Use EXPLAIN Before and After
Always measure query performance with EXPLAIN. Don't guess—verify that your indexes are actually being used.
Composite Index Order Matters
The leftmost prefix rule determines which queries benefit. Plan your composite indexes based on your query patterns.

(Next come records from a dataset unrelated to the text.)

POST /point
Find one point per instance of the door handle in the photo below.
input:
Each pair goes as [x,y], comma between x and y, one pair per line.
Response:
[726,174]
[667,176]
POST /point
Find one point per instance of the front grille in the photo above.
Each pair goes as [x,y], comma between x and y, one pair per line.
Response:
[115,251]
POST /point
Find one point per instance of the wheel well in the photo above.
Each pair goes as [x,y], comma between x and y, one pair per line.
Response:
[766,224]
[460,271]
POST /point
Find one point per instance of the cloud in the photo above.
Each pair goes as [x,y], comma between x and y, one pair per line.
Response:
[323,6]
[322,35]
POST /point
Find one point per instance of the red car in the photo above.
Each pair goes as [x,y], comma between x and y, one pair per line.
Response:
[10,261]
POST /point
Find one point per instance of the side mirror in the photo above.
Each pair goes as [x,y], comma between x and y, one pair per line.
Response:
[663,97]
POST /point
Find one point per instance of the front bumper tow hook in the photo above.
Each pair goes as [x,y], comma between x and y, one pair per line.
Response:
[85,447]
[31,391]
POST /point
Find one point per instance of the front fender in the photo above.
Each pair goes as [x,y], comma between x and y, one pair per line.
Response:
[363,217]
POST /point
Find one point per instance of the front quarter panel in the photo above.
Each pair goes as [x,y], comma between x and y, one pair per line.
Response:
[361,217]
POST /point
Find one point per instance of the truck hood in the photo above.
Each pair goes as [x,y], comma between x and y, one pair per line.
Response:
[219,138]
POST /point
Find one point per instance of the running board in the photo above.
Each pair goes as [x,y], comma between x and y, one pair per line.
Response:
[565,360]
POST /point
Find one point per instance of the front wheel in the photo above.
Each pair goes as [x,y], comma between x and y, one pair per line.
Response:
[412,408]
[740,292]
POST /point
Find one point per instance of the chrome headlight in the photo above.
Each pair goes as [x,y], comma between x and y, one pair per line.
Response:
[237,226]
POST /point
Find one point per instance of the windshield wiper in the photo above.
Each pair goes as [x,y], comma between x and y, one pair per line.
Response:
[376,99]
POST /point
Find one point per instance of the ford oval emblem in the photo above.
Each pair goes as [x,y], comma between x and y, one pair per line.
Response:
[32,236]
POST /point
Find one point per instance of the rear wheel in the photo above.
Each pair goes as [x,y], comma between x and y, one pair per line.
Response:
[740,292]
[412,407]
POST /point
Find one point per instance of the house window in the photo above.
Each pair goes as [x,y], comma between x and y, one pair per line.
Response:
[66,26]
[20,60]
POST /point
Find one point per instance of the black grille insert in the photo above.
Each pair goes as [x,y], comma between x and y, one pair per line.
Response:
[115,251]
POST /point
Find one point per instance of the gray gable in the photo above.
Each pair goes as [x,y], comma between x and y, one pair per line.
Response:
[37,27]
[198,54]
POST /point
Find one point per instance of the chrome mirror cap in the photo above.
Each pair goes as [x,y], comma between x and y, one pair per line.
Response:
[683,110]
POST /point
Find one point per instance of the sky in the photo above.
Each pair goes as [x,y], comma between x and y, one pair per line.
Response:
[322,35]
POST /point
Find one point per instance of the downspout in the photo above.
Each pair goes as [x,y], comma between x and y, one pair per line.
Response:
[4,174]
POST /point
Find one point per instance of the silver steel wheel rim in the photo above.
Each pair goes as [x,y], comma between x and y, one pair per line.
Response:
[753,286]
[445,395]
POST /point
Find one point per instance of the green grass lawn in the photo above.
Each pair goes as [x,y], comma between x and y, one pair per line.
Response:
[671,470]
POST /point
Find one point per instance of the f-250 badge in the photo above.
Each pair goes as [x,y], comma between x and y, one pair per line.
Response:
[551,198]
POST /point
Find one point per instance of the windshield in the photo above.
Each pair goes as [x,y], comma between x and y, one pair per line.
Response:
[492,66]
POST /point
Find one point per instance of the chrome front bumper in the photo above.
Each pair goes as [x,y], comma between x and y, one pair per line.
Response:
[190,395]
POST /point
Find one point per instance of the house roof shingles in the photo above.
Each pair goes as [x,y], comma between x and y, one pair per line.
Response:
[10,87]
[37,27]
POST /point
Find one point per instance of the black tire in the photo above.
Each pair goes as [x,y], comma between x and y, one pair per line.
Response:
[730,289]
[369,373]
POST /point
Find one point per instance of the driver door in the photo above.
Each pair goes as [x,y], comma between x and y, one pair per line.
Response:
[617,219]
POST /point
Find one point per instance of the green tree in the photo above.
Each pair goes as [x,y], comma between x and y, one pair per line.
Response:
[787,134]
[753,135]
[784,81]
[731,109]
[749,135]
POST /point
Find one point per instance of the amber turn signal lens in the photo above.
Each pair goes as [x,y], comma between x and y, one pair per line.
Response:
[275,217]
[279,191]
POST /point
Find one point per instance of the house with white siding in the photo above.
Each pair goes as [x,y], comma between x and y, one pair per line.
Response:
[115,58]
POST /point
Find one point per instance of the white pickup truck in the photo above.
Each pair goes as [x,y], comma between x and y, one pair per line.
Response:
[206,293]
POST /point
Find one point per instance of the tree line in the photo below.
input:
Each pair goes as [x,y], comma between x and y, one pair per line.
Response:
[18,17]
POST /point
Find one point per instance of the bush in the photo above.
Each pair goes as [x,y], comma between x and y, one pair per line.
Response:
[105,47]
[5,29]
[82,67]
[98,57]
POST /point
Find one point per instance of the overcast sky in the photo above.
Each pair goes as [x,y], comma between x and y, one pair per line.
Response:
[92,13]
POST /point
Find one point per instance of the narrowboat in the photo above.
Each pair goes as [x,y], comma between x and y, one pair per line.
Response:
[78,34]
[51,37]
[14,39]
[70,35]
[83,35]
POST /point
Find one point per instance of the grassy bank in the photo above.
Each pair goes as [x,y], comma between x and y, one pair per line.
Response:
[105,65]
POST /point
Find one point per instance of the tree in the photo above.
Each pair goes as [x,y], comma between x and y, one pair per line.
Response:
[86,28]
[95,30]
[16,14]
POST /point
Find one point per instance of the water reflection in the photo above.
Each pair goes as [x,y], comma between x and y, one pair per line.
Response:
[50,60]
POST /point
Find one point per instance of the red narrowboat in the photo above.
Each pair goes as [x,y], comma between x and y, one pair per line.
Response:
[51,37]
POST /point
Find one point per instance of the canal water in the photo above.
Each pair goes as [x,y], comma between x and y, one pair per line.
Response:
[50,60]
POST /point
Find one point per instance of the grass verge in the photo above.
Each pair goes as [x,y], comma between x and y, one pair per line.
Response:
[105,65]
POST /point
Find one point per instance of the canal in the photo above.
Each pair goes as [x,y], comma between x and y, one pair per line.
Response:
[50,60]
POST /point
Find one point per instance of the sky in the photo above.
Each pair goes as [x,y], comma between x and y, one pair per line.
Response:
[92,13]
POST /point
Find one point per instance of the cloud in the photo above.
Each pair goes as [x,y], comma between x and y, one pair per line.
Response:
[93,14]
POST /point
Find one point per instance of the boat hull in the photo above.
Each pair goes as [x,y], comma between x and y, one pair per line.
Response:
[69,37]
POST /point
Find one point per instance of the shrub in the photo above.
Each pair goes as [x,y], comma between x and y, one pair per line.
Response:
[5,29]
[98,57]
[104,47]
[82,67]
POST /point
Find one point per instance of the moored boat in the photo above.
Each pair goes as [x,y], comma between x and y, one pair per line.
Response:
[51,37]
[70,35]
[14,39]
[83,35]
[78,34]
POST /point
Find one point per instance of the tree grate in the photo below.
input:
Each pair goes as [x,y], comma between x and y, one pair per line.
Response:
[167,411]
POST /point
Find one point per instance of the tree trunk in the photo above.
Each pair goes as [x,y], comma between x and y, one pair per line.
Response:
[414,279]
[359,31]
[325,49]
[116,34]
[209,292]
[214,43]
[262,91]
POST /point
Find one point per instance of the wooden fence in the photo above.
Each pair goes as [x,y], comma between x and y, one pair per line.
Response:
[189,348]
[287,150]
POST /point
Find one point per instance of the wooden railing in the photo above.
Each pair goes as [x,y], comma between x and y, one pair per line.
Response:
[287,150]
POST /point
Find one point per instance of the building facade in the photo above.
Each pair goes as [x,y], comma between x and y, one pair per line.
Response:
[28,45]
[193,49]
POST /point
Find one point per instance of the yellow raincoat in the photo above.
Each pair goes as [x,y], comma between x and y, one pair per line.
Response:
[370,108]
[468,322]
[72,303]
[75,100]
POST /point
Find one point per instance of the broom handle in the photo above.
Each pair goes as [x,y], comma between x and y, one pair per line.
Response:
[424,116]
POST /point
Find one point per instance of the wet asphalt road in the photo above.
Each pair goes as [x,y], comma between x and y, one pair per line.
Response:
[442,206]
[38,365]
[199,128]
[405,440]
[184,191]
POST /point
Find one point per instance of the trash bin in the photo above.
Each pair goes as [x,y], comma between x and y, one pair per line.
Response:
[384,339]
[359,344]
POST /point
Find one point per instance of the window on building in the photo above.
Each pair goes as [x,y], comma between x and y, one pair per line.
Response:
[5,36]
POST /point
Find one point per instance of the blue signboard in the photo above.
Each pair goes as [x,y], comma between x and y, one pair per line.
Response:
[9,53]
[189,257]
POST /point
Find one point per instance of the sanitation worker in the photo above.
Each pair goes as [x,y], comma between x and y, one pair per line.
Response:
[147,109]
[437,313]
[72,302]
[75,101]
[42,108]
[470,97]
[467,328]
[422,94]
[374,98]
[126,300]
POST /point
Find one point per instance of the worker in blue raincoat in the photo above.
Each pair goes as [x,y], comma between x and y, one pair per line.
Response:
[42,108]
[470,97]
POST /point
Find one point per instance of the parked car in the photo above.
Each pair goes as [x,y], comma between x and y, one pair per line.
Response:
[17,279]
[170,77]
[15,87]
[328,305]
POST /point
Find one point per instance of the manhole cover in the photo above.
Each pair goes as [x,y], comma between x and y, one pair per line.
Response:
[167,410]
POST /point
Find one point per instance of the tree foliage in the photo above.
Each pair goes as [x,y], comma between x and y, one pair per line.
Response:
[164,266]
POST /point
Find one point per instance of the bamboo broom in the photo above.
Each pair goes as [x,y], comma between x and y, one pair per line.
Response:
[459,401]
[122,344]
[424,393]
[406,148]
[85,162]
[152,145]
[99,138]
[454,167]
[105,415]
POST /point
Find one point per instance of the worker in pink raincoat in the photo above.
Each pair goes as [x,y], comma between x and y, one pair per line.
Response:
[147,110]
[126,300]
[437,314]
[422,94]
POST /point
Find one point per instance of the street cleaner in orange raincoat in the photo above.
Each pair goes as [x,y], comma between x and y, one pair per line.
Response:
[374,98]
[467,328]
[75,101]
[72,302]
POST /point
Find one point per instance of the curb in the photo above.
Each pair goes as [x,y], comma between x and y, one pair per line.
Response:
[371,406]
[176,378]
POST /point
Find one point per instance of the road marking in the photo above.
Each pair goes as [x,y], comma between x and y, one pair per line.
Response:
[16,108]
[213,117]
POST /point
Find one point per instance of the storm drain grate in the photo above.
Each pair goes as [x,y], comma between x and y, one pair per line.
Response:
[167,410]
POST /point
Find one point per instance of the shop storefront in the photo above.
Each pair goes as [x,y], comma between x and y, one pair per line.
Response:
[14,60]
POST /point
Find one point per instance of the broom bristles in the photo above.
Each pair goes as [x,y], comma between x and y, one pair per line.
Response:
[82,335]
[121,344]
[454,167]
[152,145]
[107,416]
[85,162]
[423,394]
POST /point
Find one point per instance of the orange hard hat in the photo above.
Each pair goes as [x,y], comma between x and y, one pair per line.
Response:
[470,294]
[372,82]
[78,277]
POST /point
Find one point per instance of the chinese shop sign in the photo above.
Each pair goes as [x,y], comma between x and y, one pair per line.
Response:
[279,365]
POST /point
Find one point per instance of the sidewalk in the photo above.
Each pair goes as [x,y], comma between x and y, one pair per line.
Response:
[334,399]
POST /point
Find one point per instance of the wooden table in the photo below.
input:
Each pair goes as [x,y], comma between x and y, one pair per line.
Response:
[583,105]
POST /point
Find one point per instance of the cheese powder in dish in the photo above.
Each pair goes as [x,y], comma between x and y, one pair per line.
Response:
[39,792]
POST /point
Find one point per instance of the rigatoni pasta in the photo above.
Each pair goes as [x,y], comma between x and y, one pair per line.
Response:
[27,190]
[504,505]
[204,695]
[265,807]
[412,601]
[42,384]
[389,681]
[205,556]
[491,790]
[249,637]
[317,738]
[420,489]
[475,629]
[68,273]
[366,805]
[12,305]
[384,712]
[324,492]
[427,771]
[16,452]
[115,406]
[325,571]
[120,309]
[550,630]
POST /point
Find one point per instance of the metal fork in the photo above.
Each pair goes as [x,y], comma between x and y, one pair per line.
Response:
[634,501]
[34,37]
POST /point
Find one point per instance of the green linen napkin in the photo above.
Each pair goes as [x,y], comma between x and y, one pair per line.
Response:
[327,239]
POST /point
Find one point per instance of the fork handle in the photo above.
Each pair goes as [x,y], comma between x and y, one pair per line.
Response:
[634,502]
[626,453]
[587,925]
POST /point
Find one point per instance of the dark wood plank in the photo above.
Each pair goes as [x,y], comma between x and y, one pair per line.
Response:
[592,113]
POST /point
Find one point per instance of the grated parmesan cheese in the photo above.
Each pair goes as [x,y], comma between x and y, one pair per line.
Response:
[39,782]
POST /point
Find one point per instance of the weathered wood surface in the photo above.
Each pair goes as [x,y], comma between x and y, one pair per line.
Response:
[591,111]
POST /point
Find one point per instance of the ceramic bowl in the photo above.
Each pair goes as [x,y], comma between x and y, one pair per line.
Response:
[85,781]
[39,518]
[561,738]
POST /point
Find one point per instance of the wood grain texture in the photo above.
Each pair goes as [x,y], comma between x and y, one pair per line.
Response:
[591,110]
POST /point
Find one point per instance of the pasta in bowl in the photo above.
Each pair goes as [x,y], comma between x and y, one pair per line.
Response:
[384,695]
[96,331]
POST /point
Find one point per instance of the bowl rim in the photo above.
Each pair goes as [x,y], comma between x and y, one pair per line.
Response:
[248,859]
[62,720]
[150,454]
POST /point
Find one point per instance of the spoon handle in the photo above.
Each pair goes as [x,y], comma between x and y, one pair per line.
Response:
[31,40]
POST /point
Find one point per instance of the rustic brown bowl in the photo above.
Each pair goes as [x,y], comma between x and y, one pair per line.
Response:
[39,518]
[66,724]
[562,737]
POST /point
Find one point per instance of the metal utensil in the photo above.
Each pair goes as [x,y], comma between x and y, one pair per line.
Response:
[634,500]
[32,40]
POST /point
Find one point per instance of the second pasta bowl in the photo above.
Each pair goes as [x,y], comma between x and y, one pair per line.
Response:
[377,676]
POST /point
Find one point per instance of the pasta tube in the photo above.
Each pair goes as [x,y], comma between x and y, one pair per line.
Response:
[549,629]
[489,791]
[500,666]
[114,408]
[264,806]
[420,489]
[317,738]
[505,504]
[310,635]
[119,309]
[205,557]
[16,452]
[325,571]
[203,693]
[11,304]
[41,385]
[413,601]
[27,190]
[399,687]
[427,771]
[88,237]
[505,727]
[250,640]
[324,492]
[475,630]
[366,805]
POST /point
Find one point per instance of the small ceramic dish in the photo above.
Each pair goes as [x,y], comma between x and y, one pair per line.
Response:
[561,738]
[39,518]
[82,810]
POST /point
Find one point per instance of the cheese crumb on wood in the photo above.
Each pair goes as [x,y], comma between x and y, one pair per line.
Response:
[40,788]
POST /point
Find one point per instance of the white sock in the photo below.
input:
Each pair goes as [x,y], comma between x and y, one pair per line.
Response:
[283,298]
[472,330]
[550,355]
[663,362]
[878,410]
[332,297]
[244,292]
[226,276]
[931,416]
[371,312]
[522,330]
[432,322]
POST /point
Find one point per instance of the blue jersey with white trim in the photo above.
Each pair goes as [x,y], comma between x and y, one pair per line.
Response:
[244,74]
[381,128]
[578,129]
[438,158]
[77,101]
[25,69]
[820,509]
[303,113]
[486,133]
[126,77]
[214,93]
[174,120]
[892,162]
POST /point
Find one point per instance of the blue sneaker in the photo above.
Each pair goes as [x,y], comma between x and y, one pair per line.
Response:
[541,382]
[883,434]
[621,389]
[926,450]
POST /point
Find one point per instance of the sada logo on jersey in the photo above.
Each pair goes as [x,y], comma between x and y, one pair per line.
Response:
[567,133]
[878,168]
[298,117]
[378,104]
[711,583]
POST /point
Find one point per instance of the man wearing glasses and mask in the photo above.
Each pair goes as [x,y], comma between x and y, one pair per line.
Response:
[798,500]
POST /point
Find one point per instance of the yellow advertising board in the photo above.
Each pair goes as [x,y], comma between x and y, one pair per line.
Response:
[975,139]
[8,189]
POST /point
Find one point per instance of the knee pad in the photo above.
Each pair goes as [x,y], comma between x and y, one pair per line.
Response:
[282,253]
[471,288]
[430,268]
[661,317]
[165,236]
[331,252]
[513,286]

Covering Indexes Are Powerful
When an index contains all columns a query needs, performance can improve dramatically.
Monitor and Maintain
Regularly review index usage statistics. Remove unused indexes and add new ones as query patterns evolve.
The best index strategy depends on your specific workload. Profile your actual queries, understand your data distribution, and iterate. There's no one-size-fits-all solution—but with these fundamentals, you're equipped to make informed decisions that dramatically improve your database performance.